Spock: share common test setup with Traits

October 31, 2015

Common test data can be shared either by putting it into helper classes or in a common test base class. But there’s a third way. Spock has full support for Traits and this post will explain how to use it.

Traits are pretty much like classes, but used like interfaces. Non-private properties and methods are available in the class that implements the Trait.
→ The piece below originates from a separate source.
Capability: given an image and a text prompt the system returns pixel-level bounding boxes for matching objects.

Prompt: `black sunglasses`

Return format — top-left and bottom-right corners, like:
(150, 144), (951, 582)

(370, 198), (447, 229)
And this can be used in Spock specifications.

Let’s quickly set up a test project, starting with a minimal gradle built script that supports Spock.

version '1.0'

apply plugin: 'groovy'

repositories {
    mavenCentral()
}

dependencies {
    compile "org.codehaus.groovy:groovy-all:2.4.1"
    testCompile "org.spockframework:spock-core:1.0-groovy-2.4"
}

And now a Service to test

package mr.f

class Service {
    String greet(User user) {
        "Hello ${user.firstname} ${user.lastname}!"
    }
}

The greeting method requires a User domain object and creates a greeting String from it

package mr.f

class User {
    String firstname
    String lastname
}

Now that everything is in place, we can test the greeting method.

Let’s assume that User domain objects are widely used in the application and test users are frequently required in unit tests. So we want an easy way to share test user data. A Trait can be used, containing a user property that is initialized in the Trait’s setup method.

package mr.f

import org.junit.After
import org.junit.Before

trait UserSpecTrait {
    User user

    @Before
    def setupUserSpec() {
        println "Calling setup in Trait..."
        user = new User(firstname: "Arthur", lastname: "Dent")
    }

    @After
    def cleanupUserSpec() {
        println "Calling cleanup in Trait..."
    }
}

There’s an important catch. Usually method names setup and cleanup are expected by Spock to perform test preparation and cleanup. But if the Trait would use those method names, they could no longer be used in the Specification class. That’s why they have to have different names in the Trait, like in this case setupUserSpec and cleanupUserSpec. To inform Spock about their purpose, they need to be annotated with jUnit’s annotations @Before and @After.

And finally the Spock specification

package mr.f

import spock.lang.Specification

class ServiceSpec extends Specification implements  UserSpecTrait {
    Service service
    User anotherUser

    def setup() {
        println "Calling setup in Spec..."
        service = new Service()
        anotherUser = new User(firstname: 'Ford', lastname:'Prefect')
    }

    def cleanup() {
        println "Calling cleanup in Spec"
    }

    def "greeting Arthur"() {
        when:
        def greeting = service.greet(user)

        then:
        greeting == "Hello Arthur Dent!"
    }

    def "greeting Ford"() {
        when:
        def greeting = service.greet(anotherUser)

        then:
        greeting == "Hello Ford Prefect!"
    }
}

Test method greeting Arthur uses the Trait’s user object. On top of that, the Spec defines its own user test object which is used in greeting Ford method.

When you run the test in gradle using gradle clean test -i, the following output is printed

mr.f.ServiceSpec > greeting Arthur STANDARD_OUT
    Calling setup in Trait...
    Calling setup in Spec...
    Calling cleanup in Spec
    Calling cleanup in Trait...

mr.f.ServiceSpec > greeting Ford STANDARD_OUT
    Calling setup in Trait...
    Calling setup in Spec...
    Calling cleanup in Spec
    Calling cleanup in Trait...

As you can see, the Trait’s setup is called first, then the one from Spec. And after test execution, first the Spec cleanup is done and then the one from Trait. That’s exactly the sequence I would expect.

I like this way of sharing test setup a lot and will for sure use that quite frequently.